I was promoted to RHD on August 9, 2003, a blistering hot day. The lieutenant eyed me at my desk and summoned me to his office. I marched to his door with my chest puffed up, looking forward to my first case. Instead, I was sent home and forbidden to come back without dress shoes and tie.
“We’re elite, we dress like elite,” he told me.

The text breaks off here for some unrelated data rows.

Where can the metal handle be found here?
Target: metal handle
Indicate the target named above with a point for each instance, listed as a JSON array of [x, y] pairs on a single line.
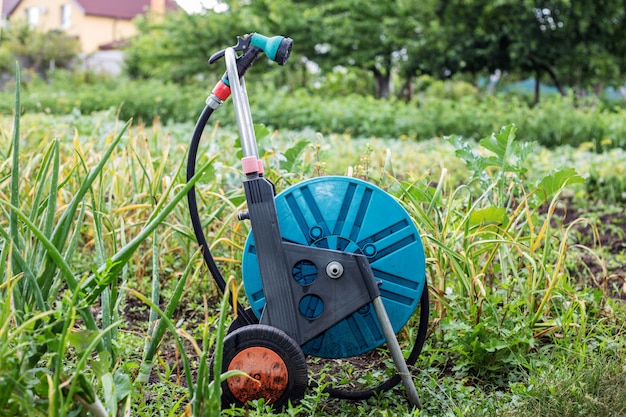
[[241, 105]]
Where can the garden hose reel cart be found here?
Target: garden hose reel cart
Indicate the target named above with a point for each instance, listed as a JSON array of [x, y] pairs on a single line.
[[333, 267]]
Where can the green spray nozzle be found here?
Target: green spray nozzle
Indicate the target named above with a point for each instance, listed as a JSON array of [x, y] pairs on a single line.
[[277, 48]]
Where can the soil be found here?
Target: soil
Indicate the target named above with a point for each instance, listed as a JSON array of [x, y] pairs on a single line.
[[604, 231]]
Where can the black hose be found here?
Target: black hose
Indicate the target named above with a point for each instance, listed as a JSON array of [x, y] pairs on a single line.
[[394, 380], [195, 216]]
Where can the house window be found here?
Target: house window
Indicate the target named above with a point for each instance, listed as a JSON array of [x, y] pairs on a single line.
[[32, 16], [66, 16]]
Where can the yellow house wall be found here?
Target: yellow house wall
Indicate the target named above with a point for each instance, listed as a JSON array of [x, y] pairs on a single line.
[[92, 31]]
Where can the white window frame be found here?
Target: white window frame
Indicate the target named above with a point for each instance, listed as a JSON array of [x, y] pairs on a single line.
[[32, 16], [66, 16]]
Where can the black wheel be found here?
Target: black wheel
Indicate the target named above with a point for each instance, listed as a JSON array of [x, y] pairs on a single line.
[[273, 360]]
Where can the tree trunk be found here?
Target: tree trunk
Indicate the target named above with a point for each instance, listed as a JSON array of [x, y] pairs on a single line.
[[537, 85]]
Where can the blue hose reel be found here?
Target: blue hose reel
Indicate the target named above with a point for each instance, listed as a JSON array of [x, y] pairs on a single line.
[[353, 216]]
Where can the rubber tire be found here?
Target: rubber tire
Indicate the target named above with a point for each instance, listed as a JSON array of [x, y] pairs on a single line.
[[274, 339], [241, 321]]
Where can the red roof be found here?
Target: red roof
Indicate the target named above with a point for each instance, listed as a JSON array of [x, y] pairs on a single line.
[[119, 9], [8, 6]]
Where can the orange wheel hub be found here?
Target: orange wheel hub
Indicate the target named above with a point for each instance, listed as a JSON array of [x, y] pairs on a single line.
[[268, 375]]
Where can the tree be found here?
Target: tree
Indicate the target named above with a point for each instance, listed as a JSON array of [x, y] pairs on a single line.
[[36, 50], [576, 43], [177, 47], [368, 35]]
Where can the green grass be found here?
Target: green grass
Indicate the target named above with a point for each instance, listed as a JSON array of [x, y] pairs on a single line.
[[516, 328]]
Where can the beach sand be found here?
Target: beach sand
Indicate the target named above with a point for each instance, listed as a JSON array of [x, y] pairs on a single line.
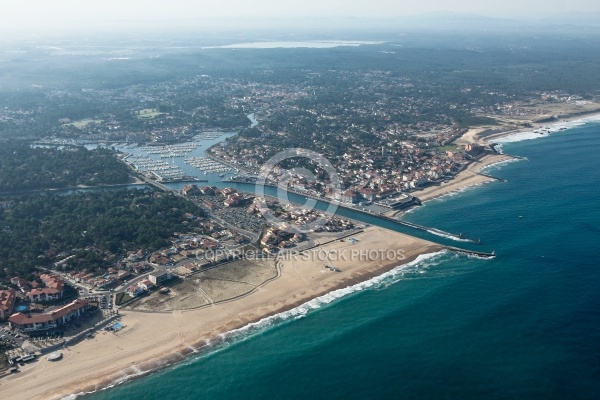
[[468, 177], [153, 340]]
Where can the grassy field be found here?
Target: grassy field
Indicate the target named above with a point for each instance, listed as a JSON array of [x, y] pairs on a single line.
[[148, 113], [82, 123]]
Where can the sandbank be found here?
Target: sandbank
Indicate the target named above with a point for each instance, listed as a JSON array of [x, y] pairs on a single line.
[[150, 341]]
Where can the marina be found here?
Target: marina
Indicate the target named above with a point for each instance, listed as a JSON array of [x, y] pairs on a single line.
[[208, 165]]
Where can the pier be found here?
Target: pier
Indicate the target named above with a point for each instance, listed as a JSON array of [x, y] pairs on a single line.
[[481, 254]]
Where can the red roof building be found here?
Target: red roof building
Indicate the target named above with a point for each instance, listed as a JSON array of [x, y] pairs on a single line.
[[41, 322], [7, 302]]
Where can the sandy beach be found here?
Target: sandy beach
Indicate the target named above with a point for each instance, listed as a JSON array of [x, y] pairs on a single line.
[[484, 135], [150, 341], [470, 176]]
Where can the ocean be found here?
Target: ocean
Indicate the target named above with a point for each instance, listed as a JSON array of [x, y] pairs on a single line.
[[525, 324]]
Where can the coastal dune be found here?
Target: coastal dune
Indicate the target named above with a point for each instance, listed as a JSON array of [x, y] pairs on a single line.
[[150, 341]]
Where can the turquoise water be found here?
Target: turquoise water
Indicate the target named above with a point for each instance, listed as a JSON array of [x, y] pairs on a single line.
[[523, 325]]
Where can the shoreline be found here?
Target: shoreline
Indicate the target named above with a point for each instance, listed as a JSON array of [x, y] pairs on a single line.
[[471, 176], [138, 349], [472, 135], [468, 177]]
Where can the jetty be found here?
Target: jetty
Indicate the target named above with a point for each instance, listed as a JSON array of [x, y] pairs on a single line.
[[481, 254]]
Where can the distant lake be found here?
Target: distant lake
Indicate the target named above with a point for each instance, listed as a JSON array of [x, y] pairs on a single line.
[[319, 44]]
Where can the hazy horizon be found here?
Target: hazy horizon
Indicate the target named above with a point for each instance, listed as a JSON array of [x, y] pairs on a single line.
[[62, 15]]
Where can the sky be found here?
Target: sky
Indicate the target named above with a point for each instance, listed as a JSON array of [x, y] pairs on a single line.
[[43, 14]]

It didn’t take too long for the other detectives to dub me the black sheep in the group. Unspoken, the Mendoza case, for which I was acquitted at age seventeen, weighed over me like
a sword of Damocles. Only one of the older detectives openly mentioned it to me. He took me aside one day, squeezed my shoulder and said, “You were just a kid. And that’s what freaked everybody out. But to me—to me, you’ll always be a hero.”
He never spoke of it again, nor did anybody else at the Homicide table.
They all had their practical jokes and affable mannerisms, while I talked little and minded my business. They relied on luminol and polygraphs, whereas I had my sense of smell. Through chemicals released by the pituitary glands, I can detect fear, elation, deception. Human emotions are scents to me.
My first assignment was a five-year-old case that had baffled a team of four detectives, mostly retired by the time I got to it. I cleared it in three months, partnered with Satish, and nobody ever questioned again my MO—my modus operandi. They tell me I have a gift. I shrug and reply it’s in my genes. Nobody asks for an explanation, nor do I ever offer one.
Leaving the murky skyline of downtown, I took the One-Oh-One northbound and merged into the uniform flow of the Southern Californian traffic. Shiny Mercedes, BMWs, and Porsches whipped by, flashes of wealth nurtured by blown up credits and a sense of entitlement. I passed a truck loaded with Toyotas, right as a sports Beemer materialized in my blind spot. Hair splayed by the wind, the cocky driver flattened the accelerator, then cut me to right-pass the slow poke clogging the fast lane.
Welcome back to L.A., I muttered to myself, as my mind lingered on the uncontaminated sheet of blue sky hanging over the Sierra Nevada. Up on the mountains, the fugitive line of the horizon is so wide you can watch the contour of a storm develop, mature, and dissipate in the distance. With a thud, the wheels of my Dodge Challenger entered a stretch of rugged cement, the vibration adding a new frequency to the roar of traffic embedded in my ears.